Ilustre até a última ponta
Novo canteiro de irreverência nas artes gráficas, 'Futum' oxigena a cena independente do quadrinho nacional ao debater o papel da cultura canábica
Por Rodrigo Fonseca
Prensada com ironia e apertada com irreverência, a erva da transcendência criativa autoral é a argamassa de "Futum", HQ que reúne nata do quadrinho underground brasileiro pra pôr na roda a pauta da cultura canábica, falando de maconha sem meias verdades nem fake news.
Sexta é a data oficial de lançamento desse coquetel de experimentações narrativas, espalhadas por 40 páginas impressas a quatro cores, em papel offset 90g, com capa de cartão triplex. Ela estará à venda no Circo Voador, em meio ao show do Planet Hemp. Vendas antecipadas estão sendo realizadas, pelo email gordoaranha.hq@gmail.com (que também é o pix pra compra).
"Cada autora/ autor teve liberdade total para produzir suas HQs", explica Daniel Paiva, um dos artistas do coletivo de criação da "Futum", autor de "Como Desenhar Uma Folha De Maconha". "No geral, falamos sobre o dia a dia do usuário comum. É um humor de comportamento dos maconheiros, sempre com crítica social à guerra as drogas e à hipocrisia geral", adianta.
Além, de Paiva, o primeiro número da "Futum" traz expressões autoralíssimas de bambas como Daniel Juca, Marco Donida, Kado, Johandson Resende e Zé Colméia, além de apostar num quadrinho 3D de Alice Pereira sobre iguarias e na antropomorfologia felina de Ana Alice Giovanaz. Soma-se a esse miolo um relato de iniciação canábica assinado por Tatiana Magioli.
"Quando editamos a 'Tarja Preta' em 2004, falar de maconha ainda era um tabu. A maioria das lojas ou bancas não nos aceitavam. Hoje em dia, o STF derrubou o crime de apologia às drogas e o debate da maconha já está sendo normalizado e grandes jornais já tem até colunas especializadas, mas sempre olhando pela via medicinal e econômica", diz o jornalista Matias Maxx, que escreve na "Futum" para embasar o conceito sociológico que ronda sua criação. "O nosso objetivo é trazer de volta o ponto de vista do usuário e sua relação cultural e social com esta flor de uso milenar. Num mundo cada vez mais conservador, que só abre espaço para a maconha quando ela está empacotada e comercializada para uso medicinal, é importante desmedicar a maconha. É importante regulamentar todos seus usos, pois é uma hipocrisia a gente ter o Caveirão invadindo a favela enquanto dezenas de remédios produzidos com maconha plantada no Canadá estão disponíveis nas farmácias a cifras impagáveis para a maioria da população".

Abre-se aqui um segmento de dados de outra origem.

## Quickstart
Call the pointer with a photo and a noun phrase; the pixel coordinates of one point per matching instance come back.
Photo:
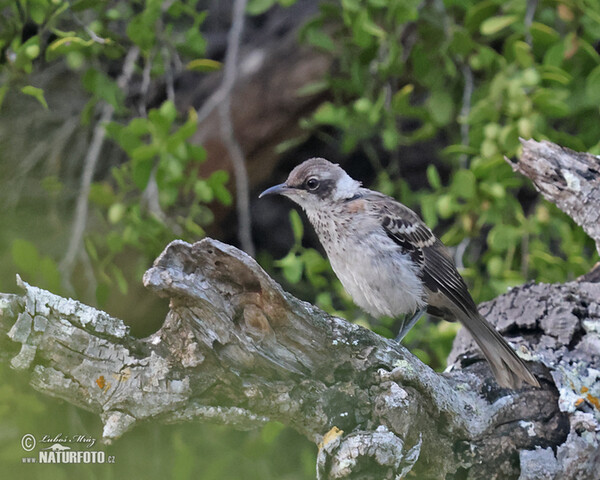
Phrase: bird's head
(316, 183)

No mix de artistas, Alice Pereira refina sua arte tridimensional em "Leitonha", uma trama com gosto de Toddy. Em depoimento ao Correio, ela nega que o quadrinho de humor tenha perdido seu lugar na ribalta da HQ brasileira. "Quem perdeu espaço foi o humor pobre, preconceituoso e sem criatividade que se baseava em zombar de minorias. Os ditos humoristas que dizem que não dá mais para fazer humor são pessoas preguiçosas, escoradas nas velhas fórmulas racistas, sexistas e homofóbicas. Se você abrir a revista 'Futum' só vai ler quadrinhos com humor inteligente, sem insultar as minorias", diz Alice.
Animador e agitador cultural, o cartunista Johandson Resende, representado na "Futum" com "E No Jardim Do Éden", defende a criação de veios alternativos para a venda de HQs que não se encaixam nos formatos econômicos vigentes. "Banca não rola pra gente porque precisa de uma grande tiragem, e o tema canábico pode gerar problemas jurídicos, como aconteceu com a 'Hemp Family', uma das revistas que originou a 'Futum'", diz Johandson. "A distribuição é feita no velho estilo udigrudi, de mão em mão, em eventos, como o que irá acontecer no dia 26 no circo voador, em shows, feiras, e principalmente a internet, que é fundamental nesse caso".